Figure 4. Locomotor activity in Light-ON and Light-OFF conditions. Locomotion was video tracked for 60 min in (a) Light-ON and (b) Light-OFF conditions. The wells on the left show examples of the locomotion patterns of panx1b^−/− and panx1b^+/+ (TL control) larvae at 6 dpf. Medium (<20 mm/s) or high-speed movements (>20 mm/s) were visualized with green and red colors. The red square marks the region of interest used for assessment of the average distance travelled in the central zone. Graphs demonstrate the averaged traveled distance (in mm) and the average velocity (mm/s) of n = 30 larvae for each genotype. A Welch’s t-test was used for statistical comparison of groups. Significance: * = p-value < 0.05. Error bars = SEM.

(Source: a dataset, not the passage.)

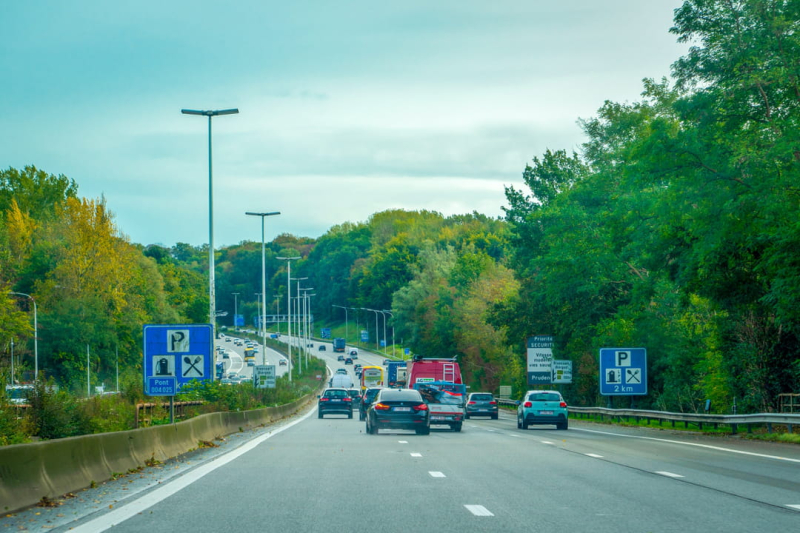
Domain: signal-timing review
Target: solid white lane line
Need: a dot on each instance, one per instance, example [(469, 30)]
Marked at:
[(119, 515), (719, 448), (478, 510)]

Figure 5. Visual-motor motor response (VMR) changes in panx1b^−/− larvae at 6dpf. (a) Principal component analysis (PCA) transforming the VMR multidimensional data. The scree plot shows that Dimensions 1 and 2 capture more than 65.4% and 29.5% of the data variance. (b) The variable correlation plot represented the coordinates of the variables in the first two dimensions. The variables were colored from blue to red as their contribution to PCs increases. Total activity duration (TAD; in color red) showed the highest contribution to the variability in Dimension 1 and was chosen to visualize differences between genotypes. (c) The outline of the experimental paradigm is shown on top. The line graph shows the average TAD of panx1b^−/− and panx1b^+/+ (TL) larvae from a representative test with n = 24 larvae for each genotype. The activity was defined as the fraction of frames per second that a larva spent swimming (see methods for the detailed information). (d,e) The results for average Light-ON and Light-OFF VMR are shown from 1 min before the light switch to 1 min after the light switch. The color ribbons surrounding the average activity line graph correspond to 1 S.E.M. The values are the average of the second trial from four independent tests with n = 48 larvae for each genotype. The Light-ON and Light-OFF periods are indicated by white and black bars at the top of the panels. The “nparcomp” analysis was used for multiple comparisons and simultaneous confidence intervals.

Figure 6. Optomotor response (OMR) declines in the absence of functional Panx1b. (a) The OMR setup. Three spatial frequencies at two different speed rates and two luminosity levels were used to assess larval zebrafish’s visual acuity. P/C = pixel/cycle (b) The percentage of positive response (% PPR) explains the average number of larvae that responded to a particular setting. The PPR values for each setting are the average of four tests ± SEM. In all tested settings, panx1b^−/− were able to elicit an appropriate response, as observed in TL controls. However, their visual acuity was lower than controls when the direction of motion was towards the left. The difference between genotypes’ PPR for the left-ward motion became very significant at a spatial frequency of 256, with a speed of 144, and a low contrast setting (n = 40). The “lm” and the model statistical “summary” functions were used to fit a regression model. The significant differences were calculated using the “TukeyHSD” function in R. Significance: ** p-value < 0.01. Error bars = SEM.